Em outras épocas, uma alta tão forte no dólar teria impactos devastadores nas companhias brasileiras, desacelerando a economia, encarecendo a dívida externa e provocando um aumento da taxa de juros no médio prazo. Mas hoje a conjuntura é totalmente diferente: temos uma inflação controlada, uma taxa de juros baixa, reservas em moeda estrangeira e um choque desse abre espaço, inclusive, para novas reduções da taxa básica de juros.

Temos também um risco-país em um nível historicamente baixo, o que mostra que o Brasil continua bem avaliado no exterior.
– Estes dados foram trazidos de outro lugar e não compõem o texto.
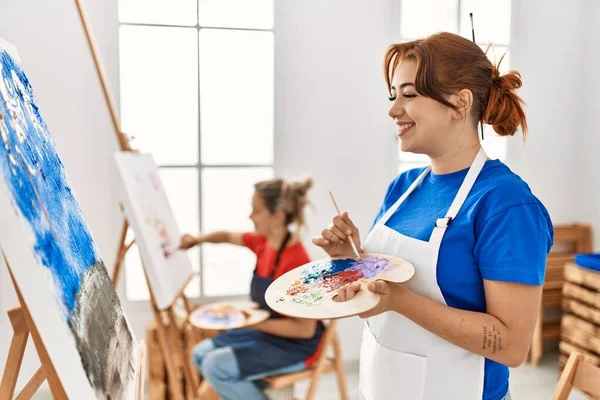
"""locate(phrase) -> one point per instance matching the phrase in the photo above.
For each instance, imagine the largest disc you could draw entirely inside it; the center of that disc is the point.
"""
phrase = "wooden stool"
(580, 374)
(568, 240)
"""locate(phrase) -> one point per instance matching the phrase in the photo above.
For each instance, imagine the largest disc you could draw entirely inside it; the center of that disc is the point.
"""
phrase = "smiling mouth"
(403, 128)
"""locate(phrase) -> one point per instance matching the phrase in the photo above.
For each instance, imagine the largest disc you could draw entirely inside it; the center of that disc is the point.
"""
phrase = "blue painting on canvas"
(32, 170)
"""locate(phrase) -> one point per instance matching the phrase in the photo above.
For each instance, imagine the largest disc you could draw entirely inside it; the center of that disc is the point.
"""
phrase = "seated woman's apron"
(258, 352)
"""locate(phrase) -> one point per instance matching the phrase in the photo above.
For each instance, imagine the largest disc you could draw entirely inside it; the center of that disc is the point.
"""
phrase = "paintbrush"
(168, 250)
(473, 35)
(349, 236)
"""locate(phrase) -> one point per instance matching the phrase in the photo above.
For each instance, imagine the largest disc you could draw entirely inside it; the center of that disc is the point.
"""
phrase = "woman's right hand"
(334, 238)
(188, 241)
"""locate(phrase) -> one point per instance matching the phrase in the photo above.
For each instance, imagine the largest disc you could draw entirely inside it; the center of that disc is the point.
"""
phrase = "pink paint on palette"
(329, 276)
(219, 316)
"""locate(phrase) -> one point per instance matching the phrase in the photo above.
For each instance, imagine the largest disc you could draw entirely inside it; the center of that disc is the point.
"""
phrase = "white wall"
(549, 57)
(588, 166)
(331, 109)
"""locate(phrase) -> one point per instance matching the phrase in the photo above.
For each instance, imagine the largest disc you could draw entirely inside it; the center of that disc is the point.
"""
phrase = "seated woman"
(235, 361)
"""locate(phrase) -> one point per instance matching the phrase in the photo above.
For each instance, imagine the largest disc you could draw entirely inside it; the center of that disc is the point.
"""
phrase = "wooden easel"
(168, 331)
(166, 322)
(23, 325)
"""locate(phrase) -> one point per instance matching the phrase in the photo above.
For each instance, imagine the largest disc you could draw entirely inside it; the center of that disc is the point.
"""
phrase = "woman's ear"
(464, 102)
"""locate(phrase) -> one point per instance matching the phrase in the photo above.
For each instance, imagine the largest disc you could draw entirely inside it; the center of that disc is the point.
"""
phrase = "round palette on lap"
(308, 291)
(228, 315)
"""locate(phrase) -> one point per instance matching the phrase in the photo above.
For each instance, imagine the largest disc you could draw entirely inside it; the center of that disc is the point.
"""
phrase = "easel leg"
(33, 385)
(174, 383)
(339, 368)
(15, 354)
(58, 392)
(191, 379)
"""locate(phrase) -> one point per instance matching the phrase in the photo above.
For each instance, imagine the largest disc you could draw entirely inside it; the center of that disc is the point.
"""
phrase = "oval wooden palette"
(228, 315)
(309, 290)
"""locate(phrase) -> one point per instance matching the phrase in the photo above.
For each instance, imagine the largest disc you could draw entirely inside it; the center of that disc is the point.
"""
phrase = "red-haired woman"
(476, 234)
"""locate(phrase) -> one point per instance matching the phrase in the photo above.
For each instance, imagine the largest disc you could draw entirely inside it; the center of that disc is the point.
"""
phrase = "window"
(196, 82)
(491, 18)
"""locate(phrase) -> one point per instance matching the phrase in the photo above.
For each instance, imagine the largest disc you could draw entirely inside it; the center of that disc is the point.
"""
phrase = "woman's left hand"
(385, 290)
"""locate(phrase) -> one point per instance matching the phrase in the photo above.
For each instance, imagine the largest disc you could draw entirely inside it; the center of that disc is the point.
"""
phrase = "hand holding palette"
(308, 291)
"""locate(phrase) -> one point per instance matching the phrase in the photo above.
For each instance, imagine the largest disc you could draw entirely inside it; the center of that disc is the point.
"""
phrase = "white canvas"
(52, 255)
(148, 212)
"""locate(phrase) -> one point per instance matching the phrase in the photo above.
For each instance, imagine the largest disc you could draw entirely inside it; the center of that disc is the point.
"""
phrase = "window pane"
(159, 91)
(236, 13)
(420, 18)
(236, 89)
(181, 186)
(166, 12)
(491, 19)
(226, 204)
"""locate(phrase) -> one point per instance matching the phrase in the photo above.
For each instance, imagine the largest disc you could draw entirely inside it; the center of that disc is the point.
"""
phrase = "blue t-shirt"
(502, 232)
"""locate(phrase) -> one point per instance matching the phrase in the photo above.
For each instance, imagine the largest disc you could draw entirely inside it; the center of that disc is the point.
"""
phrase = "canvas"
(52, 254)
(156, 232)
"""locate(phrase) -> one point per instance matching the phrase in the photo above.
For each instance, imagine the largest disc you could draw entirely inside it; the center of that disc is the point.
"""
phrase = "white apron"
(399, 359)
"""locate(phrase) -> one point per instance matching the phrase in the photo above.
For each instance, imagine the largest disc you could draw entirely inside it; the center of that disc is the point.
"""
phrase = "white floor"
(526, 382)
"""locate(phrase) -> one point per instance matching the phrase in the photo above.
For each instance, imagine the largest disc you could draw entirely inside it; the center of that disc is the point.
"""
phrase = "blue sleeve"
(513, 244)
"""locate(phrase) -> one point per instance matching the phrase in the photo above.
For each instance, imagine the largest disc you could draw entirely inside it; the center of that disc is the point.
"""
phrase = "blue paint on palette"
(34, 173)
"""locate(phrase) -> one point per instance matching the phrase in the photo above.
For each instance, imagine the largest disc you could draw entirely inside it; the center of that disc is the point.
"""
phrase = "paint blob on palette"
(308, 291)
(224, 316)
(330, 275)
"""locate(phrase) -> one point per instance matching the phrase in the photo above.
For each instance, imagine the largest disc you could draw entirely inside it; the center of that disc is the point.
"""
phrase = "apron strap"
(465, 188)
(410, 189)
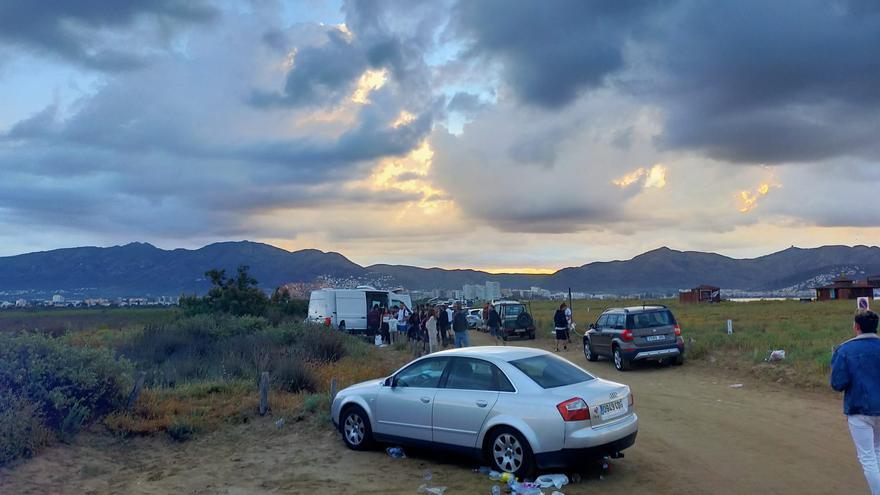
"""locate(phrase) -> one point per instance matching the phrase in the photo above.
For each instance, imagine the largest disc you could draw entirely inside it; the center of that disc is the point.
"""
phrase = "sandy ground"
(697, 435)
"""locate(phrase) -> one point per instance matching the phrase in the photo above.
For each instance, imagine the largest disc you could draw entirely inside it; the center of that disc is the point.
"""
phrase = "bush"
(292, 375)
(66, 387)
(22, 431)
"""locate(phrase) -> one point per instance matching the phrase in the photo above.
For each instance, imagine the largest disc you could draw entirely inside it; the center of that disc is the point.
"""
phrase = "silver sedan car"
(522, 409)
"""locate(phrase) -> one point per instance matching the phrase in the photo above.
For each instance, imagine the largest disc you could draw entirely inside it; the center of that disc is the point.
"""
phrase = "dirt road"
(697, 435)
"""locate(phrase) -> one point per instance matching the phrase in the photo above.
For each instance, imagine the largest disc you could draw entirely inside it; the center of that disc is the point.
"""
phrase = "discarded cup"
(432, 490)
(396, 452)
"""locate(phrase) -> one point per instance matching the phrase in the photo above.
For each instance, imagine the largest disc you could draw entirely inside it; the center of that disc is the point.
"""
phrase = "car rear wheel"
(588, 352)
(510, 453)
(356, 431)
(620, 363)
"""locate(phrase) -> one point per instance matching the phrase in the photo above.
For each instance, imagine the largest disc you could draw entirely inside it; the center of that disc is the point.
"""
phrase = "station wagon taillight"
(574, 409)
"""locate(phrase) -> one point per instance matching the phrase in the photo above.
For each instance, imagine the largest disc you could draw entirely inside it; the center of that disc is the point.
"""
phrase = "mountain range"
(143, 269)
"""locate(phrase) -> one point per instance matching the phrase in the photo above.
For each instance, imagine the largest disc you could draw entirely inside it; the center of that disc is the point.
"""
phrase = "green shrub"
(64, 386)
(22, 431)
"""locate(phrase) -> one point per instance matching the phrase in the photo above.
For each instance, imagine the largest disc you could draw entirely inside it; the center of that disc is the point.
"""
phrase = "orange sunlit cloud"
(654, 177)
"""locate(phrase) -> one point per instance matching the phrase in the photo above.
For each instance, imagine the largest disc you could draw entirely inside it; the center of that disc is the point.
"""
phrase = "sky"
(506, 135)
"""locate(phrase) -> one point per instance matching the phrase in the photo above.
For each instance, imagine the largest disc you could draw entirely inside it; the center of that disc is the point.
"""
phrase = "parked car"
(475, 318)
(634, 334)
(517, 408)
(515, 320)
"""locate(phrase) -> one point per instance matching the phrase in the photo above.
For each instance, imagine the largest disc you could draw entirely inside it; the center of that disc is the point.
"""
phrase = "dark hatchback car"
(640, 333)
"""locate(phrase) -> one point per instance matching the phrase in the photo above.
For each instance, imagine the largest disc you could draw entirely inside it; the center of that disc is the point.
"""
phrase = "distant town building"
(493, 290)
(700, 294)
(845, 288)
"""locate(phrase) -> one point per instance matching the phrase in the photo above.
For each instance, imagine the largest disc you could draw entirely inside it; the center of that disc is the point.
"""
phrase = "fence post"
(264, 393)
(136, 390)
(332, 390)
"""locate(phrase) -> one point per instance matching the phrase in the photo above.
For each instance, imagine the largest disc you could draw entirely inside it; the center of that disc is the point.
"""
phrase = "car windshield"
(650, 320)
(550, 371)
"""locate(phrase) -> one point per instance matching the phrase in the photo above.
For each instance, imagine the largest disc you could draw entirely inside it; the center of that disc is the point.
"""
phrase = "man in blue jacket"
(855, 370)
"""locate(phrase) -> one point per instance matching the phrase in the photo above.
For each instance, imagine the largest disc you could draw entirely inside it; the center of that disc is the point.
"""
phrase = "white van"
(350, 305)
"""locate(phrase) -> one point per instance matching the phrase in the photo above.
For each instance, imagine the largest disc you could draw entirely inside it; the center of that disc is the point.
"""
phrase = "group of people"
(427, 328)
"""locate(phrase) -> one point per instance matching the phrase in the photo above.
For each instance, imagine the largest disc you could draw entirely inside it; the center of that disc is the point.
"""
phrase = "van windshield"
(650, 320)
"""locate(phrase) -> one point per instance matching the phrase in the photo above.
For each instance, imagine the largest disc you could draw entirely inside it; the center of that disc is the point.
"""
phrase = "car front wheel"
(356, 431)
(588, 352)
(620, 363)
(510, 453)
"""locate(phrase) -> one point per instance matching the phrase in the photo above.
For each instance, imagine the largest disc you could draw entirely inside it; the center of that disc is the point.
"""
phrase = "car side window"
(472, 374)
(424, 374)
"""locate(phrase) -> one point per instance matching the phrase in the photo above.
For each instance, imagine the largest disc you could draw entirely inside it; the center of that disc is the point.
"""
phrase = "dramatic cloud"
(456, 133)
(90, 33)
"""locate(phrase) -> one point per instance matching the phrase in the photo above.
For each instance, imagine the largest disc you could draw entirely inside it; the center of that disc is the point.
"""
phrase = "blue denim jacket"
(855, 370)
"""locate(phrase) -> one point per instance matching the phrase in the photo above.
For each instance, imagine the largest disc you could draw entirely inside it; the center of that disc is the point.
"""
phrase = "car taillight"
(574, 409)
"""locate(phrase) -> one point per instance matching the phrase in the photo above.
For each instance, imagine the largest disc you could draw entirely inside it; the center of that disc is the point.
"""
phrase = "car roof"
(499, 353)
(637, 309)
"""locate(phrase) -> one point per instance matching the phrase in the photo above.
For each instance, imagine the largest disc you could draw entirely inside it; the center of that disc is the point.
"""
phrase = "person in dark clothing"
(374, 319)
(560, 323)
(855, 371)
(459, 326)
(443, 326)
(493, 320)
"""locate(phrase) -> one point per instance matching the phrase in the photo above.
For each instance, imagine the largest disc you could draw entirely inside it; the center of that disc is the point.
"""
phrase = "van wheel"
(620, 363)
(509, 452)
(588, 352)
(355, 427)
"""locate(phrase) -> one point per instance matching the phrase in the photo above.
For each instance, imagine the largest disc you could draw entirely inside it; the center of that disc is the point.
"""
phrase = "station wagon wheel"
(588, 351)
(355, 427)
(509, 452)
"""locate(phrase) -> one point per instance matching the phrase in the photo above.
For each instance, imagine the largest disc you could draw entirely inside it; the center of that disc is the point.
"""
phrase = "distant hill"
(143, 269)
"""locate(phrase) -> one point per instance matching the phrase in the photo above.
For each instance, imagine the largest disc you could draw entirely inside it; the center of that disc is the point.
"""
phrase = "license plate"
(612, 409)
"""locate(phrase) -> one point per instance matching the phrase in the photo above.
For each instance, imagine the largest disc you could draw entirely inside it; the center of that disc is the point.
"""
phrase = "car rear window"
(550, 371)
(650, 320)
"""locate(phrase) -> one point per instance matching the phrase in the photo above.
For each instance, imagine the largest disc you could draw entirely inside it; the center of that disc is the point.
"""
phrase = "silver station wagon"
(519, 408)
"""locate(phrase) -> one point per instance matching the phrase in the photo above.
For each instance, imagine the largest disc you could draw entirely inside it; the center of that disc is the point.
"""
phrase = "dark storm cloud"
(69, 29)
(757, 81)
(551, 52)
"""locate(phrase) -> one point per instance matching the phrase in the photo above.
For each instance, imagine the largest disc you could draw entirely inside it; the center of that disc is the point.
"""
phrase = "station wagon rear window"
(550, 371)
(650, 319)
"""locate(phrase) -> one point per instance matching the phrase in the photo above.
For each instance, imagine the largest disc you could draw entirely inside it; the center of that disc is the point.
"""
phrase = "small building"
(843, 287)
(700, 294)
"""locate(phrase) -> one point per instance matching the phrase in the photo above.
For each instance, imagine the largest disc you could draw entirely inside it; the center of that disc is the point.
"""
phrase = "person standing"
(431, 326)
(493, 320)
(561, 326)
(459, 326)
(443, 326)
(569, 327)
(855, 371)
(374, 320)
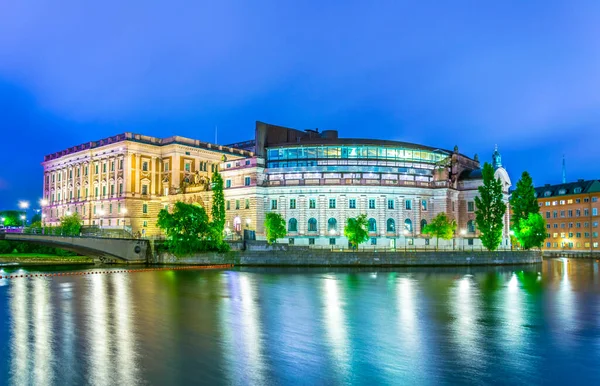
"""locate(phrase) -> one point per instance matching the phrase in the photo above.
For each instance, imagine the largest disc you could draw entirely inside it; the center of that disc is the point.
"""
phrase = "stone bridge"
(110, 250)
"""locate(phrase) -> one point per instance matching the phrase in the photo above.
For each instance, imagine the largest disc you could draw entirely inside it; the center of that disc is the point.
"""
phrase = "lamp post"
(24, 205)
(123, 212)
(100, 214)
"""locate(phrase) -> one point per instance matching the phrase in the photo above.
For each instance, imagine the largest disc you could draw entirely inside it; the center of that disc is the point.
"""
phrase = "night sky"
(521, 74)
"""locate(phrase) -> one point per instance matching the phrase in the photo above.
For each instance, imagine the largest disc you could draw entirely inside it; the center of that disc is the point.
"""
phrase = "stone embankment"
(280, 255)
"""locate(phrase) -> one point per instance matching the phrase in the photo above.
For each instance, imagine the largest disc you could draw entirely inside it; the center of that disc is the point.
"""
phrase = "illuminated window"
(312, 225)
(372, 225)
(293, 225)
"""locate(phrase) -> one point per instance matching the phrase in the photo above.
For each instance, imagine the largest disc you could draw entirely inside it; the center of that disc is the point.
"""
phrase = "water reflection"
(242, 336)
(335, 326)
(328, 326)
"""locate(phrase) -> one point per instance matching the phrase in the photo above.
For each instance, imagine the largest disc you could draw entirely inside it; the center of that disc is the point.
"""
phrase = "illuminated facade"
(314, 179)
(571, 214)
(122, 182)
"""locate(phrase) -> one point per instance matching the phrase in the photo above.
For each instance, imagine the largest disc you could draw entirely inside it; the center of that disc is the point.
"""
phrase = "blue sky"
(523, 75)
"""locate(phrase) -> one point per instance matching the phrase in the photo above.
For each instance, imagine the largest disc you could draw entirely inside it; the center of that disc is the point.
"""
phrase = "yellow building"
(120, 183)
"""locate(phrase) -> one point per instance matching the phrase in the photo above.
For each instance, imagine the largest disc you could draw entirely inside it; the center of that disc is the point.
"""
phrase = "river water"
(536, 324)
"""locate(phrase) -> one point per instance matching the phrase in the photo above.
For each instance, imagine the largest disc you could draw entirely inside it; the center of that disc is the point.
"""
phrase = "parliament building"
(316, 180)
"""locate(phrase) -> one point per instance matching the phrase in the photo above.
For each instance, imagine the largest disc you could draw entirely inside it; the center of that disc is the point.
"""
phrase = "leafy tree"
(71, 225)
(36, 218)
(490, 209)
(523, 202)
(12, 218)
(274, 227)
(532, 231)
(218, 207)
(441, 226)
(187, 229)
(356, 230)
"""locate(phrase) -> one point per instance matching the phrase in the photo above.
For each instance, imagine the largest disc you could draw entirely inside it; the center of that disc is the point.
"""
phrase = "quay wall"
(315, 257)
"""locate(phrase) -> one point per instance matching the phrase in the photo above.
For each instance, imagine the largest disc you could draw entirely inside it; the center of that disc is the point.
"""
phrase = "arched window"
(391, 226)
(372, 225)
(312, 225)
(293, 225)
(471, 226)
(332, 225)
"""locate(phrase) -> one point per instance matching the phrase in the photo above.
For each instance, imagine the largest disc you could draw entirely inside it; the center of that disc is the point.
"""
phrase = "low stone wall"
(572, 254)
(332, 258)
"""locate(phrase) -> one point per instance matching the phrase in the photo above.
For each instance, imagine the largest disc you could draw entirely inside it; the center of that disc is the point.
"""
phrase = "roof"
(148, 140)
(360, 141)
(578, 187)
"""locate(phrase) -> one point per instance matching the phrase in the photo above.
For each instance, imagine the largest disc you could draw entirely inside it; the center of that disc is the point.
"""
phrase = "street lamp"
(511, 233)
(100, 214)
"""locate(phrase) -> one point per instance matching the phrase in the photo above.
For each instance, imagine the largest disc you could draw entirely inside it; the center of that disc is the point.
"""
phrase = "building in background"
(571, 213)
(316, 180)
(121, 182)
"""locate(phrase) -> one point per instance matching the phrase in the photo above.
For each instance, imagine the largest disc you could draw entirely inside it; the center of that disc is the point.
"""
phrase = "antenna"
(564, 171)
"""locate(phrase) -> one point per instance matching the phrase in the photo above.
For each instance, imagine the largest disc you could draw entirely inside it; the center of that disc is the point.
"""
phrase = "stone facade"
(122, 182)
(316, 181)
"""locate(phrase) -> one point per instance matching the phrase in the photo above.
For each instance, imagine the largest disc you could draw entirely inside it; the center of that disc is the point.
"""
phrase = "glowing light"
(335, 323)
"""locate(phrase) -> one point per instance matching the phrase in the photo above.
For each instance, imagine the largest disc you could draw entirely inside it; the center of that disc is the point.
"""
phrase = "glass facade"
(315, 155)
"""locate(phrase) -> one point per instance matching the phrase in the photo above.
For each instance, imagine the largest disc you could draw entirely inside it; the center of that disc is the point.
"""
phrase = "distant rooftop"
(149, 140)
(578, 187)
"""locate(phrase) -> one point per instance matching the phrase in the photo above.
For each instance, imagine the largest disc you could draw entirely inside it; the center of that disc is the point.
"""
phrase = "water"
(514, 325)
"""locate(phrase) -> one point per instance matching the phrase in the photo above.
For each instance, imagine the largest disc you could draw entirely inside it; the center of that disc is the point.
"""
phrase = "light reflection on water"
(533, 324)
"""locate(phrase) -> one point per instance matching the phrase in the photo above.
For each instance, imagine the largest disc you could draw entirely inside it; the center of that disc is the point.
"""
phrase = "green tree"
(441, 226)
(12, 218)
(274, 227)
(532, 231)
(356, 230)
(523, 202)
(36, 218)
(490, 209)
(218, 207)
(70, 225)
(187, 229)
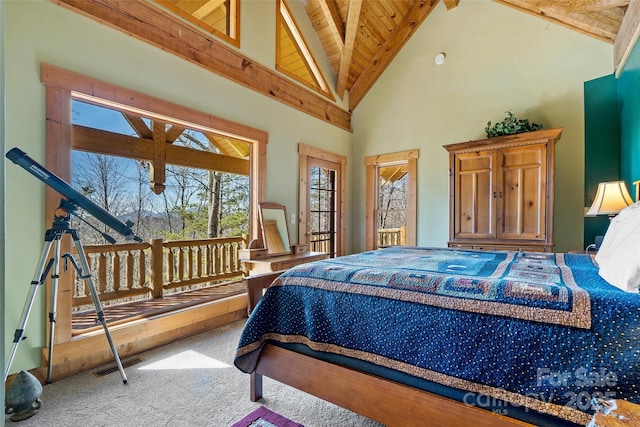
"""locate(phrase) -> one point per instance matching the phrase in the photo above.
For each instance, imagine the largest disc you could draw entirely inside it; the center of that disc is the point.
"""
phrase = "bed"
(456, 337)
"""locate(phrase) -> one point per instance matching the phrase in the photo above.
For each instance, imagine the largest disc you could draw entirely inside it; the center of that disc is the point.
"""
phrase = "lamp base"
(23, 397)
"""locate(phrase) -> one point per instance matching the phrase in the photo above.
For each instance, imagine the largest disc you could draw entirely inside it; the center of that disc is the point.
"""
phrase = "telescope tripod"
(60, 227)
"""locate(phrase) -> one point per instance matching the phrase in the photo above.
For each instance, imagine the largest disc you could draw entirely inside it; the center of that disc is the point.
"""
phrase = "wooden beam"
(353, 17)
(627, 36)
(334, 22)
(110, 143)
(207, 8)
(174, 133)
(414, 17)
(158, 166)
(451, 4)
(140, 19)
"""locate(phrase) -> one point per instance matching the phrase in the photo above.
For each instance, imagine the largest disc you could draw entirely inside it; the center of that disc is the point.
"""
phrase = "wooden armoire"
(501, 192)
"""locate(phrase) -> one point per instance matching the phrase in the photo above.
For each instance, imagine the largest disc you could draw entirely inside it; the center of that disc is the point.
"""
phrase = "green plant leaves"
(510, 126)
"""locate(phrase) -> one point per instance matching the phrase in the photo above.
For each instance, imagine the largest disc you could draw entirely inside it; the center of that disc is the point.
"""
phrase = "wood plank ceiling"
(361, 37)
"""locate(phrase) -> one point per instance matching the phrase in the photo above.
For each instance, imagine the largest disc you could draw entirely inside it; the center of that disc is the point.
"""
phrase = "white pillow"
(619, 254)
O dólar não está se valorizando somente frente ao real, está se valorizando frente às moedas emergentes em geral. Além disso, o Brasil hoje tem uma taxa de juros menor em relação aos países desenvolvidos, o que segura menos capital estrangeiro aqui.

No caso da alta do dólar, quem ganha e quem perde com a valorização da moeda norte-americana?

Setores majoritariamente exportadores já estão se beneficiando. Setores com cadeia produtiva mais dependente de importações de insumos sentem bastante essa oscilação e uma pressão nos custos.

O dólar pode se valorizar ainda mais frente ao real?

Esse dólar mais alto é estrutural. Não vai cair, vai ficar num patamar alto, de R$ 4,50 para cima. Por muito tempo, o Brasil segurou capital estrangeiro aqui através de uma taxa básica de juros muito alta, que pagava um ganho real muito acima da média mundial. Dessa forma, o investidor estrangeiro aceitava correr o risco aplicando dólares aqui devido à alta remuneração de uma taxa de juros alta. Isso mantinha dólares aqui e segurava o câmbio.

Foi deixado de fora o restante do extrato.